Czujesz się dziwnie, pracując pod okiem trenera, który jest od ciebie starszy zaledwie o rok?

Nie. Głównego trenera w bardzo podobnym do nas wieku ta grupa zawodników wcześniej nie miała, ale w sztabie były takie osoby. Chociażby rok młodszy ode mnie Krzysiek Miętus, czy serwismeni - jeden ma tyle lat co ja, drugi jest rok młodszy. Młody wiek Thomasa to w wielu aspektach atut. Trener jest na bieżąco ze wszystkimi nowymi trendami w szkoleniu skoczków narciarskich, bo przecież dopiero co kształcił się na trenera. No i łatwo nam znaleźć z nim wspólny język.

Thurnbichler czymś was zaskoczył w pierwszych miesiącach współpracy?

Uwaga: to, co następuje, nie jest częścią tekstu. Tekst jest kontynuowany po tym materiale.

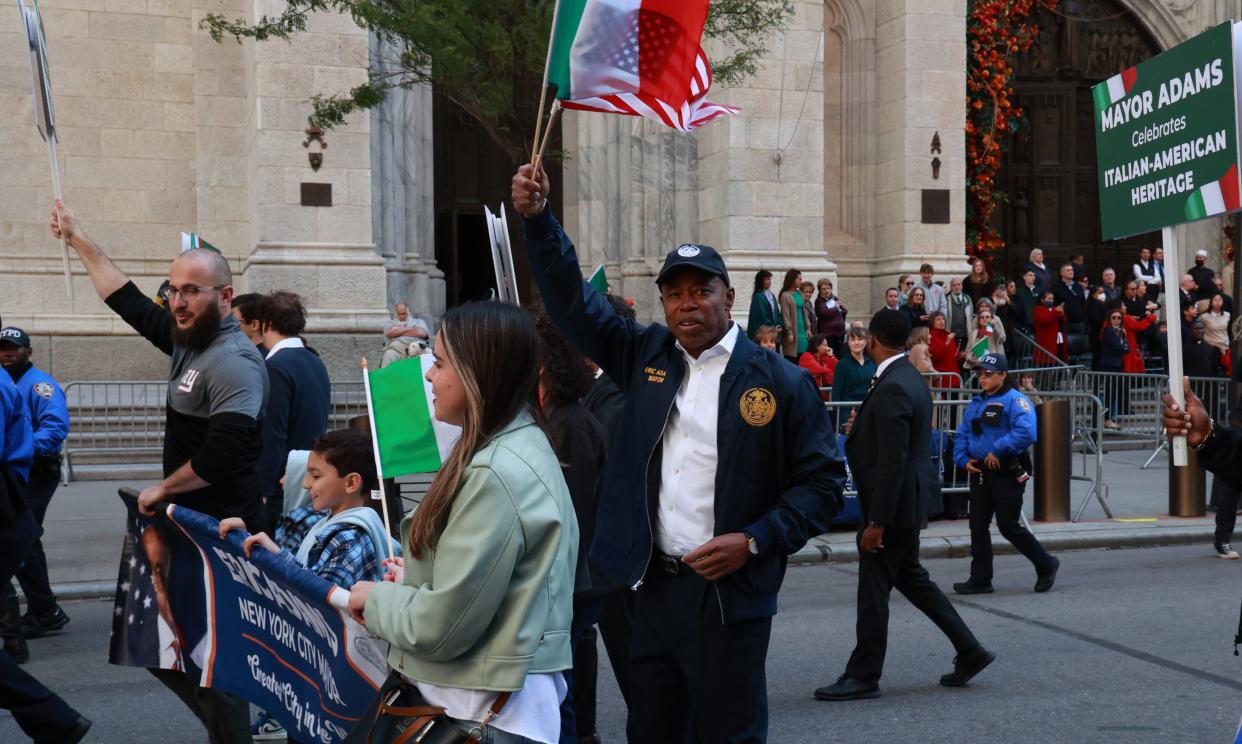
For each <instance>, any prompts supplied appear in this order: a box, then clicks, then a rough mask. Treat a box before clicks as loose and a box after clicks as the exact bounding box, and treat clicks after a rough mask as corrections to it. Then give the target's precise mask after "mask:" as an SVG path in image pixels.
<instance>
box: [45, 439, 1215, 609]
mask: <svg viewBox="0 0 1242 744" xmlns="http://www.w3.org/2000/svg"><path fill="white" fill-rule="evenodd" d="M1149 455H1150V452H1148V451H1133V452H1117V453H1112V455H1108V456H1105V460H1104V482H1105V483H1107V484H1108V486H1109V497H1108V501H1109V507H1110V508H1112V509H1113V515H1114V517H1115V519H1107V518H1105V517H1104V512H1103V509H1102V508H1100V507H1099V504H1098V503H1097V502H1095V501H1094V499H1092V503H1090V504H1088V507H1087V510H1086V512H1084V513H1083V520H1082V522H1079V523H1071V522H1033V523H1032V524H1031V528H1032V530H1033V532H1035V534H1036V535H1037V537H1038V538H1040V540H1041V542H1042V543H1043V545H1045V547H1046V548H1047V549H1048V550H1051V551H1064V550H1087V549H1098V548H1140V547H1150V545H1177V544H1187V543H1189V544H1196V543H1197V544H1201V545H1203V551H1205V554H1206V553H1208V551H1210V550H1211V544H1212V528H1213V519H1212V515H1211V514H1208V515H1206V517H1201V518H1177V517H1169V515H1167V510H1169V493H1167V482H1169V476H1167V462H1169V461H1167V456H1166V455H1165V453H1161V455H1160V456H1159V457H1156V460H1155V461H1154V462H1153V463H1151V467H1149V468H1148V470H1145V471H1144V470H1139V468H1140V466H1141V465H1143V462H1144V461H1146V458H1148V456H1149ZM1081 462H1082V460H1081V458H1079V457H1076V458H1074V467H1076V468H1078V467H1079V466H1081ZM1089 462H1090V463H1092V465H1094V461H1093V460H1092V461H1089ZM1076 472H1077V470H1076ZM148 484H150V482H149V481H134V482H125V481H97V482H82V483H71V484H70V486H62V487H61V488H60V491H57V492H56V497H55V498H53V499H52V503H51V507H50V508H48V512H47V519H46V522H45V525H43V527H45V529H46V533H47V534H46V537H45V538H43V549H45V550H46V551H47V563H48V566H50V573H51V579H52V584H53V585H55V587H56V591H57V594H58V595H60V596H62V597H65V599H70V597H91V596H108V595H111V594H112V592H113V591H114V589H116V583H117V560H118V558H119V555H120V543H122V540H123V538H124V534H125V512H124V508H123V506H122V503H120V499H119V498H117V488H119V487H122V486H133V487H135V488H139V489H140V488H143V487H145V486H148ZM1207 484H1208V491H1207V492H1208V493H1211V476H1208V477H1207ZM1087 491H1088V484H1087V483H1084V482H1078V481H1074V482H1073V484H1072V498H1071V507H1072V509H1073V510H1074V512H1077V509H1078V507H1079V504H1082V501H1083V498H1086V496H1087ZM1032 493H1033V489H1030V488H1028V489H1027V497H1026V515H1027V519H1030V518H1031V517H1032V514H1033V510H1035V507H1033V503H1032V499H1033V497H1032ZM992 542H994V545H995V549H996V551H997V553H1012V551H1013V549H1012V547H1011V545H1010V544H1009V543H1007V542H1006V540H1004V539H1001V538H1000V535H999V534H997V533H996V528H995V525H994V527H992ZM922 554H923V556H924V558H964V556H969V555H970V527H969V525H968V523H966V520H965V519H959V520H955V522H933V523H931V524H930V525H929V527H928V529H927V530H925V532H924V533H923V550H922ZM856 560H858V553H857V549H856V548H854V532H853V530H852V529H841V530H835V532H831V533H828V534H826V535H820V537H818V538H815V539H812V540H811V542H810V543H809V544H807V545H806V548H804V549H802V550H800V551H799V553H796V554H795V555H792V556H790V561H791V563H794V564H815V563H850V561H856Z"/></svg>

Wieloma rzeczami. Nie będę wdawał się w szczegóły, bo nie chcę podawać innym gotowych rozwiązań, ale trochę niespodzianek było. Na przykład zadania, które mieliśmy wykonywać w czasie skoku. Matematyczne, ruchowe czy nawet wokalne. One były chyba największym szokiem ze wszystkiego, co trener wprowadził. Kiedy o nich usłyszałem, pomyślałem sobie: Przy tym to się zabiję, albo co najmniej połamię. Przecież tego się nie da zrobić. Praktyka pokazała, że Klimek Murańka ma rację, kiedy mówi "oczy się boją, a ręce i nogi zrobią wszystko". Zadania okazały się wykonalne, a do tego mieliśmy z nich radość i razem się pośmialiśmy.

Austriak potrafi też dać mocno w kość. W czasie Letnich Mistrzostw Polski mówiłeś: "nogi tak bolą, że ciężko się stoi".


Trening przed samymi mistrzostwami miałem konkretny. Nogi dostały mocno w kość i strasznie bolały. W trakcie skoków zastanawiałem się w powietrzu, czy ustoję lądowanie. Udawało się, choć stylowo nie było najlepiej. Ta sytuacja pokazała mi jednak profesjonalizm Thomasa. We wcześniejszych tygodniach nogi nie bolały, ale brakowało im energii. Były trochę przymulone. A ten trening, choć ciężki, "uruchomił nogę". Działała na progu tak jak trzeba, co przekładało się na dalekie skoki.

Z nowych rzeczy wokół polskich skoków trzeba też odnotować nową rolę Adama Małysza. Jako dyrektor ds. skoków narciarskich był blisko waszej kadry. Jako prezes Polskiego Związku Narciarskiego, będzie chyba trochę dalej?


Do niedawna Adam bardzo ściśle współpracował z naszą grupą, jeździł z nami na zawody i na zgrupowania. Teraz musi dzielić czas między wszystkie dyscypliny zimowe, poza tym ma dużo pracy za biurkiem, papierkowej roboty, spotkań. To oczywiste, że nie będzie z nami spędzał tak dużo czasu. Myślę jednak, że mimo jego nowej roli zostaniemy w koleżeńskich stosunkach.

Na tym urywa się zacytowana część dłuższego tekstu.